The problem is: I want to compare accented words (café) with its non-accented form (cafe).
The first thing I do is converting my accented string
to its non-accented form with this:
you can run the code here: https://play.golang.org/p/-eRUQeujZET
But every time I do this transformation in a string it adds more runes in the end. The example above prints:
bytes: [99 97 102 101 0] string: cafe
As I need to compare the string returned from this process with its counterpart without the 'é' in the first place, I would need to remove the last rune
(0) from the []byte
.
After running some tests I perceived that the last 0s (sometimes it adds more than one) don't change the string representation.

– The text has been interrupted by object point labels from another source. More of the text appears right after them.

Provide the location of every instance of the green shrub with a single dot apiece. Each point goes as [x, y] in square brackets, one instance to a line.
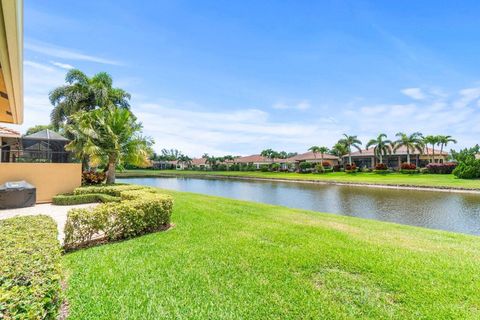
[409, 171]
[264, 167]
[468, 169]
[30, 272]
[71, 199]
[112, 190]
[142, 210]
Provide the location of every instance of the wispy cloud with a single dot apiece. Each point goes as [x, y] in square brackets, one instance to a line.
[235, 132]
[301, 105]
[66, 54]
[414, 93]
[65, 66]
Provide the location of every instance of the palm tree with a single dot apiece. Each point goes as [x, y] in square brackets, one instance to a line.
[349, 142]
[339, 150]
[315, 150]
[322, 151]
[433, 140]
[81, 93]
[270, 154]
[381, 146]
[443, 141]
[410, 142]
[110, 136]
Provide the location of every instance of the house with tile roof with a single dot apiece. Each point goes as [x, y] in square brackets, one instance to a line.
[366, 157]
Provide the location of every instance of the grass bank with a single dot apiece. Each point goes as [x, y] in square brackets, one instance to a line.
[229, 259]
[444, 181]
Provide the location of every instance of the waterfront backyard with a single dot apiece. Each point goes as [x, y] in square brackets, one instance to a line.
[443, 181]
[233, 259]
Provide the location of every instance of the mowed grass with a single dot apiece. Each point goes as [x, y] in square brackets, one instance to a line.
[421, 180]
[230, 259]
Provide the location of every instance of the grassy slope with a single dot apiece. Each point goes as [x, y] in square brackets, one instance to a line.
[425, 180]
[228, 259]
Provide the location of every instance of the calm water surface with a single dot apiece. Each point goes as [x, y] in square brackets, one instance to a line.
[459, 212]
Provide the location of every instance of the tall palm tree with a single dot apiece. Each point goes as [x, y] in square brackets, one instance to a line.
[110, 136]
[411, 142]
[433, 140]
[315, 150]
[381, 146]
[81, 93]
[339, 150]
[443, 141]
[270, 154]
[322, 151]
[349, 142]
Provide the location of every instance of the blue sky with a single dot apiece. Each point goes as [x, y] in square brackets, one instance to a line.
[237, 77]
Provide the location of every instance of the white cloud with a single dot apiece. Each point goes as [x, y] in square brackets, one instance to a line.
[301, 105]
[414, 93]
[229, 132]
[67, 54]
[65, 66]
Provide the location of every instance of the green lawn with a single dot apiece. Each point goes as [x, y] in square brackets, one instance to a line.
[423, 180]
[229, 259]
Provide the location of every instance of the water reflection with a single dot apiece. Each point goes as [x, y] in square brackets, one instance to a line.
[458, 212]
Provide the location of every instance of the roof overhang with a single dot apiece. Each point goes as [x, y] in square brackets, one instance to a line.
[11, 61]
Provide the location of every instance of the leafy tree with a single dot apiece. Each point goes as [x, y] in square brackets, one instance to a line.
[381, 146]
[82, 93]
[349, 142]
[270, 154]
[339, 150]
[443, 141]
[168, 155]
[411, 142]
[110, 136]
[184, 159]
[465, 154]
[433, 140]
[38, 128]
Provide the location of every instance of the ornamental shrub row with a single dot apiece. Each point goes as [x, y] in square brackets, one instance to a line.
[112, 190]
[30, 272]
[71, 199]
[141, 210]
[468, 169]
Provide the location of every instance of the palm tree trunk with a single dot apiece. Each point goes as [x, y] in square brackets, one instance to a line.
[111, 170]
[441, 152]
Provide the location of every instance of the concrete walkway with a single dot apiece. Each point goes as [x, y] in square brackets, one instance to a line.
[58, 213]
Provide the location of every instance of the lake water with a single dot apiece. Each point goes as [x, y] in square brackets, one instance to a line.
[459, 212]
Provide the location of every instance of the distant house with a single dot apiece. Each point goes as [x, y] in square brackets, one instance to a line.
[366, 158]
[315, 158]
[200, 163]
[257, 160]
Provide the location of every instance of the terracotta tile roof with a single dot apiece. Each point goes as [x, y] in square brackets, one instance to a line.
[9, 133]
[401, 151]
[256, 158]
[199, 162]
[310, 156]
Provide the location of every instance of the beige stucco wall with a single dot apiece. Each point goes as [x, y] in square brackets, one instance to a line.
[49, 178]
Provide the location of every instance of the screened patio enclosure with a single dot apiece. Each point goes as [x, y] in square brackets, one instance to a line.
[45, 146]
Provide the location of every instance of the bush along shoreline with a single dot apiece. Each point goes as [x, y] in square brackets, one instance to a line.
[30, 272]
[131, 211]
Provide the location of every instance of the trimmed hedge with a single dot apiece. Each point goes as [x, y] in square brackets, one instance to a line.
[112, 190]
[71, 199]
[141, 210]
[30, 272]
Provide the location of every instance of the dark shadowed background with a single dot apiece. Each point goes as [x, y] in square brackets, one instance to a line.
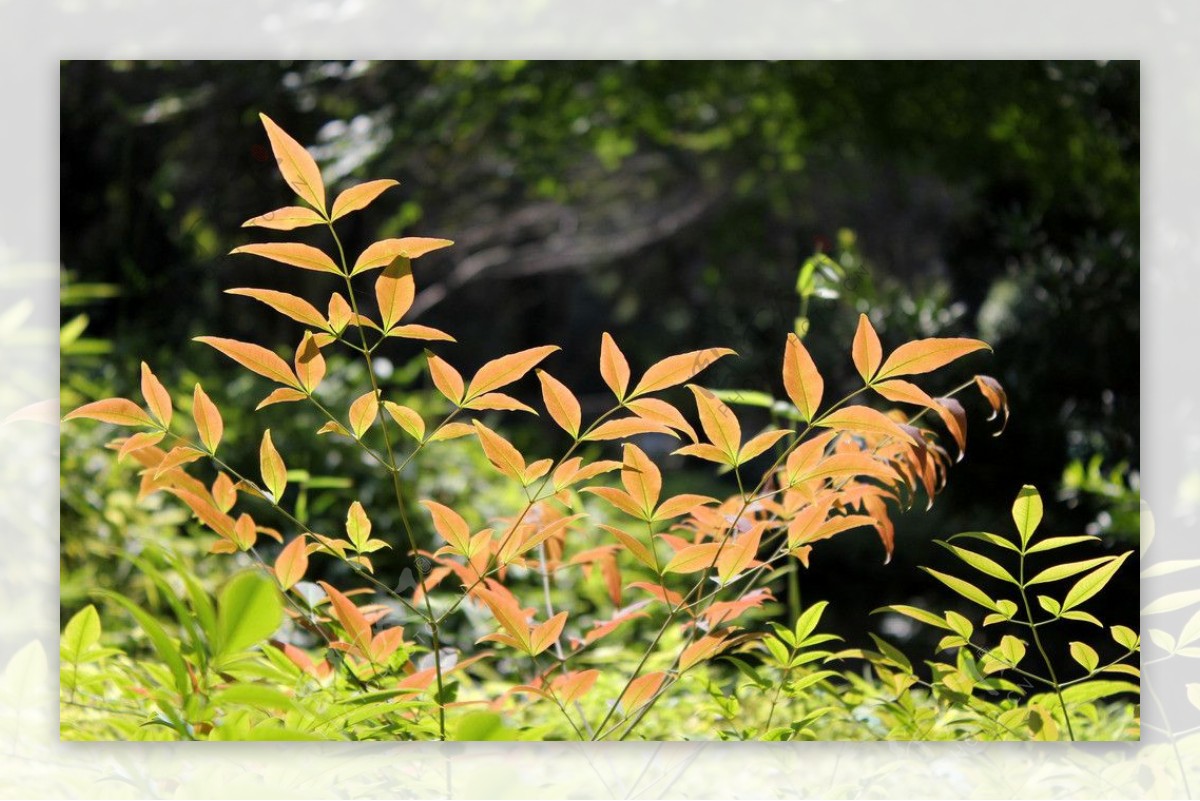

Am I missing something? Can I just remove all zeros in the end of the []byte
?
Here is my code to remove the 0s and compare the strings:
https://play.golang.org/p/HoueAGI4uUx
As we can't work alone in this field, here the articles I read to get to where I am now:
https://blog.golang.org/strings
https://blog.golang.org/normalization
This is your custom Transform()
function:
func Transform(s string) ([]byte, error) {
var t transform.Transformer
t = transform.Chain(norm.NFD, runes.Remove(runes.In(unicode.Mn)), norm.NFC)
dst := make([]byte, len(s))
_, _, err := t.Transform(dst, []byte(s), true)
if err != nil {
return nil, err
}
return dst, nil
}
In it you are using Transformer.Transform()
which also returns the number of bytes written to the destination. But you don't use that return value.
So simplest is to store the nDst
return value, and slice the destination slice, because this holds the number of "useful" bytes in it (bytes beyond nDst
will remain 0
as handed to you by the preceding make()
call):
nDst, _, err := t.Transform(dst, []byte(s), true)
if err != nil {
return nil, err
}
return dst[:nDst], nil
With this change, the returned slice will only contain the useful bytes without trailing zeros.
Output will be (try it on the Go Playground):
2009/11/10 23:00:00 bytes: [99 97 102 101] string: cafe